The European Court of Justice (ECJ) on July 19, 2012 gave a landmark judgment in which a Chinese chemicals company, Zhejiang Xinan Chemical Industrial Group Co, was cleared of accusations of unfair trade practices and that the Beijing government was controlling its trade with the European Union (EU). The judgment’s importance, however, goes beyond this particular case, since the Court’s findings will make it more difficult for the EU to reject Chinese state-owned enterprises’ “market economy treatment” (MET) claims.
Whether or not the EU grants MET to a Chinese company has an important impact on the anti-dumping duties level that the EU can impose. The exports of Chinese companies that have been granted MET are generally significantly lower than those of Chinese companies whose MET claims were rejected. The judgment in this case sets new standards for the MET assessment in EU anti-dumping investigations. Until now, the EU Institutions could reject Chinese firms’ claims that they were operating in market economy conditions simply on the grounds that the Chinese exporting producers were owned or controlled by the State. As a result, State-owned companies had faced the threat of much higher tariffs when the European Commission investigated if goods were being “dumped” onto the European market.

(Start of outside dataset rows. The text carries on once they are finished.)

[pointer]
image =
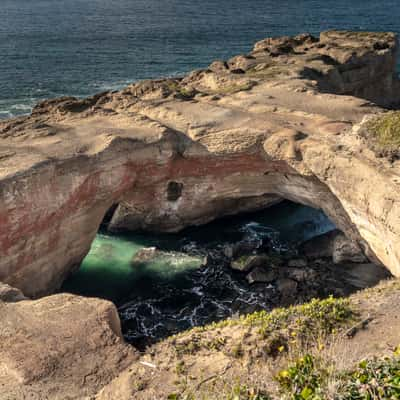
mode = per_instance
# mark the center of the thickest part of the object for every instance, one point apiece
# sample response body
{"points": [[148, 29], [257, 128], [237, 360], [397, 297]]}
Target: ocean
{"points": [[51, 48]]}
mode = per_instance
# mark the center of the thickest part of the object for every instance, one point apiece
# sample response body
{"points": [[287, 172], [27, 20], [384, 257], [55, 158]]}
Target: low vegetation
{"points": [[310, 378], [386, 129]]}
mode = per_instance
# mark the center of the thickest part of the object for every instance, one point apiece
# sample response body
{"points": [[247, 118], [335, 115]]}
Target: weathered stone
{"points": [[297, 263], [64, 346], [253, 139], [246, 263], [145, 255], [333, 244], [287, 288], [345, 249], [261, 275], [301, 274], [320, 246], [10, 294]]}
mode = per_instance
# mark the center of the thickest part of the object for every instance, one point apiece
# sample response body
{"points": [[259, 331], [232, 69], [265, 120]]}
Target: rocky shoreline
{"points": [[290, 120]]}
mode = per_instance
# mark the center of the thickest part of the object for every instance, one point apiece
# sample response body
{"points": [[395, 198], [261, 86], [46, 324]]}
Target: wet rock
{"points": [[242, 62], [320, 246], [287, 287], [297, 263], [333, 244], [242, 248], [260, 275], [345, 249], [10, 294], [219, 66], [246, 263], [145, 255]]}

The EU legislation provides that in order to be granted MET, a number of cumulative criteria needs to be met. One of these criteria refers to the absence of “State interference”. The Court of Justice confirmed the General Court’s findings and ruled that “State interference” can only preclude the granting of MET if the interference relates to the Chinese company’s decisions regarding prices, costs and inputs. Moreover, the Court concluded that “MET claims cannot be rejected if a State merely has a certain amount of influence over those decisions. Rather, the EU can only deny MET if the State actually “interferes” in these decisions. In concrete terms, therefore, the fact that a Chinese company is owned by the State, is no longer sufficient to deny MET, contrary to the past practices of the EU Institutions. In order to comply with this judgment, the EU Institutions will have to show that the State ownership had an actual impact on the decisions regarding prices, costs and inputs of the company.
This judgment throws open the door of MET for Chinese exporting producers that are (partially) owned by the State, permitting a more objective and accurate assessment of whether a State-owned or controlled company operates under market conditions.
Interestingly, in July last year the Dispute Settlement Body (DSB) of the World Trade Organization reached similar findings with respect to the impact of state ownership on another aspect of the EU’s dumping determination for Chinese companies, the so-called individual treatment regime. A refusal of individual treatment for a Chinese company will generally inflate the anti-dumping duties level imposed. The DSB’s findings implied that mere state ownership is not sufficient to deny individual treatment.
As a result of the recent ECJ judgment and the WTO DSB decision, State ownership as such will not be sufficient to deny MET or IT. This is a significant improvement for Chinese State-owned company, for which the incentive to claim MET and/or IT in EU anti-dumping investigations was often limited. The findings will make it easier for Chinese State-owned companies to claim market economy treatment, which is likely to have a significant effect on the anti-dumping duties level imposed on Chinese State-owned companies.
The author is a government regulation partner at Jones Day. The opinions expressed here are entirely his own.